The signal in a multi-stage amplifier should never reach peaks high enough to drive the next stage control grid(s) into grid current, but the level at each stage should be high enough to render hum and noise negligible.
Another factor to consider with triode amplifiers is the Miller Effect. Essentially, the tube amplifies the effect of the grid-plate capacitance and effectively shunts this phantom capacitance across the input, thereby attenuating the high frequencies. It is less a problem with tetrode and pentode amplifiers because the grid-plate capacitance is minuscule in the first place.
There is scant mention of this in the amateur radio handbooks, but it is given more attention in guitar amplifier and audiophile circles. (Remember, ham radio audio is "supposed" to sound scratchy and distorted, with limited high and low frequency response.)
https://www.aikenamps.com/index.php/what-is-miller-capacitance
______________________________________________________________
Don, that is a good description that I was alluding to.
I have seen several vintage circuits that use a high mu triode with the cathode grounded, and a grid resistor around 4.7 meg ohms.

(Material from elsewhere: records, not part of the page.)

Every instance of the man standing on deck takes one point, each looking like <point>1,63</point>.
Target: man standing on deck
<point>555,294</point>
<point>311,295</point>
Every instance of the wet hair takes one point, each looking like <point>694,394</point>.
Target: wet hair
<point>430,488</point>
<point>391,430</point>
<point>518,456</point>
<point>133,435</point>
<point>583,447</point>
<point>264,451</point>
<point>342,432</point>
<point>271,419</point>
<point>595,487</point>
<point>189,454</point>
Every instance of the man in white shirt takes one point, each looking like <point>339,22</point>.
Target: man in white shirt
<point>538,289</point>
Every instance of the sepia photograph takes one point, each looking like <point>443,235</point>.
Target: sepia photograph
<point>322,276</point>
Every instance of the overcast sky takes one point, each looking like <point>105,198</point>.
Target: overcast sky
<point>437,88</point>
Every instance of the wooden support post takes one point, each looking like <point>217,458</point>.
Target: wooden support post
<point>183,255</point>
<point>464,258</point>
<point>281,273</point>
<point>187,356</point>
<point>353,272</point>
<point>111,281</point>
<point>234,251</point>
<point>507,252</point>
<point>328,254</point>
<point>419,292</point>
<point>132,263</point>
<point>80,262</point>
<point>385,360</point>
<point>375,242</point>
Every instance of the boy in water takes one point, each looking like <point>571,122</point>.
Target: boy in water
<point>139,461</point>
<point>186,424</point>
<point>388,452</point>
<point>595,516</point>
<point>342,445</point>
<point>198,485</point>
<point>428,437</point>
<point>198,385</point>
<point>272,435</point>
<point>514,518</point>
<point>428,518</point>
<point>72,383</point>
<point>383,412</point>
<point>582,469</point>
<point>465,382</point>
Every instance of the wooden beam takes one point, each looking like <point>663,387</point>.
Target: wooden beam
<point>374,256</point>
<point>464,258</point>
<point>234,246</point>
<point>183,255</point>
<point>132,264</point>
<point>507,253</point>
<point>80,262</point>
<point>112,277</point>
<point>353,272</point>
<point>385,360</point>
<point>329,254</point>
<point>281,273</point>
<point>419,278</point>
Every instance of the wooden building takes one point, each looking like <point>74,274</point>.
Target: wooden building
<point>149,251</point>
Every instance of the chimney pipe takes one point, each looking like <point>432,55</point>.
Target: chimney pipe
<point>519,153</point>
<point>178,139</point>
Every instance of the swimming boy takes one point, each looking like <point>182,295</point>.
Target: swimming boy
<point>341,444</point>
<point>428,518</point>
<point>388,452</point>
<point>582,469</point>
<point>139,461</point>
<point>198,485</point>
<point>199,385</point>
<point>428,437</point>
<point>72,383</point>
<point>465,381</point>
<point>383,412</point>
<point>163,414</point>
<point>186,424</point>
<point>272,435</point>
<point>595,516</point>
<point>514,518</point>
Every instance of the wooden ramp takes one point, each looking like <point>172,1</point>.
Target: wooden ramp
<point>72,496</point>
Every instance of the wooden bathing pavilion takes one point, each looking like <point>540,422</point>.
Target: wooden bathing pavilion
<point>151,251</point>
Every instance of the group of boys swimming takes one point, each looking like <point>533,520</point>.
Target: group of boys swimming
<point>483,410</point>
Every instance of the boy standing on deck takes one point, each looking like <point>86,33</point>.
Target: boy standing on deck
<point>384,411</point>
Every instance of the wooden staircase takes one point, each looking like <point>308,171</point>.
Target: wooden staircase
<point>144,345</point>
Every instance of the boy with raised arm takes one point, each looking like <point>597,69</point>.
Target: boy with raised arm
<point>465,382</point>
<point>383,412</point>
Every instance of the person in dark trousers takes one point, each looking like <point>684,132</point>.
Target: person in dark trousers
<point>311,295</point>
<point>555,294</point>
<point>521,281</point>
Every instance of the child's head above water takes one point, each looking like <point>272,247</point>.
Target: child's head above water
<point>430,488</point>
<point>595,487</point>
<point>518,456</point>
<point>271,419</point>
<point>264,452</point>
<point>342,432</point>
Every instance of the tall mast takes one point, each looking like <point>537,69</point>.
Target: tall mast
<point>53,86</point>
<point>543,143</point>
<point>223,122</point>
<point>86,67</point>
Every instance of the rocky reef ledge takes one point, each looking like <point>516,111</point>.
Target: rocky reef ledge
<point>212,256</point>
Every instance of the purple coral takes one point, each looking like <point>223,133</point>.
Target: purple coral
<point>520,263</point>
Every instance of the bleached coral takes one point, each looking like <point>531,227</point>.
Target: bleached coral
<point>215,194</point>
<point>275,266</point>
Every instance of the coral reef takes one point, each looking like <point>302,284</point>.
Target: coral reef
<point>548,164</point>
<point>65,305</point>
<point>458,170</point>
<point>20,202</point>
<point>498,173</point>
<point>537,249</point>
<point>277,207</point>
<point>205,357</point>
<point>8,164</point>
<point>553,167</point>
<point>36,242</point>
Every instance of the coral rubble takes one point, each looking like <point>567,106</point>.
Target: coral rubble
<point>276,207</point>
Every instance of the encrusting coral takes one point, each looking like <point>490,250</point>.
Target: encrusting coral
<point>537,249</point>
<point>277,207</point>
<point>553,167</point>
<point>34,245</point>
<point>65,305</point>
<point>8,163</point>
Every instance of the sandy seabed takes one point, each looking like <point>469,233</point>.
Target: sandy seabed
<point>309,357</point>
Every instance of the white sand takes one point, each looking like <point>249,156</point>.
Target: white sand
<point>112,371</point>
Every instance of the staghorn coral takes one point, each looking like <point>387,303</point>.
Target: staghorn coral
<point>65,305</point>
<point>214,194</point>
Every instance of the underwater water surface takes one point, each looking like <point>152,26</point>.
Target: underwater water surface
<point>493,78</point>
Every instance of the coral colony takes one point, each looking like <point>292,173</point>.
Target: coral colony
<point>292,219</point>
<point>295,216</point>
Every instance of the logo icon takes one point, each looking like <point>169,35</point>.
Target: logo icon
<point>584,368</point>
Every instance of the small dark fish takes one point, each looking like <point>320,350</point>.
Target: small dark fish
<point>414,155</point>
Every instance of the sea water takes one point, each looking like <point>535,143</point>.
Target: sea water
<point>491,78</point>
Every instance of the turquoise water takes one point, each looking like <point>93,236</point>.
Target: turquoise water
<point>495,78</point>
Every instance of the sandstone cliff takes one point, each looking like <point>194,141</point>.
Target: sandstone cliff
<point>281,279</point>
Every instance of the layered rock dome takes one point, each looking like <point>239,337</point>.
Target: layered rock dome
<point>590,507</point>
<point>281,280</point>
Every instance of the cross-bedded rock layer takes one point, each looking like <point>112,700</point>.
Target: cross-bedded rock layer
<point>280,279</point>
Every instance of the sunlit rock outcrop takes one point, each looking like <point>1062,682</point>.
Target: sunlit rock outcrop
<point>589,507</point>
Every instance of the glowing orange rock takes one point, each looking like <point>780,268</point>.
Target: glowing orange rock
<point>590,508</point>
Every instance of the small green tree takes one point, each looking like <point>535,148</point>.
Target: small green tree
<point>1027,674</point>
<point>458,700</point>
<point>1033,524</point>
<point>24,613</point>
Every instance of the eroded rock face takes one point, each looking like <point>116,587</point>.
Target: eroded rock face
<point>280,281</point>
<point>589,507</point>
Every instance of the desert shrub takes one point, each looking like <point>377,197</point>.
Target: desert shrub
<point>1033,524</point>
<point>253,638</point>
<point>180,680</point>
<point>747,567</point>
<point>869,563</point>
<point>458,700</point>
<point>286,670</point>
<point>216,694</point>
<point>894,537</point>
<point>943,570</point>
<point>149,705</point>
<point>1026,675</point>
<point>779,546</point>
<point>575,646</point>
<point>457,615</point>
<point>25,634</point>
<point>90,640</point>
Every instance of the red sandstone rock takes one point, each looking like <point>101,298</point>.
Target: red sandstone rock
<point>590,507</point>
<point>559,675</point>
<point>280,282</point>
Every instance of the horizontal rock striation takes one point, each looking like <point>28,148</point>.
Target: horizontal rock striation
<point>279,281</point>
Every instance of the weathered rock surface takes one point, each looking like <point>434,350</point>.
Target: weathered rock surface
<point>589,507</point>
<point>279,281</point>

This configuration provides some level of contact bias, and a low level of grid current flows all the time, and the amount will vary moment to moment due to the audio swing. Examples of this is the Gonset G76 2nd audio stage, and the Mosley CM1 receiver audio driver stage. In both cases, there is a loading issue on the prior stage that is influenced by the volume control position. A simple switch to cathode bias might be helpful. I've some cases using just a red LED unbypassed as a cathode bias source to provide about 1.2v bias. In the CM1, I replaced the plate load resistor with a FET based CCS set to 500ua, and the output signal swing is more even around the center +/-...I still want to try the LED bias.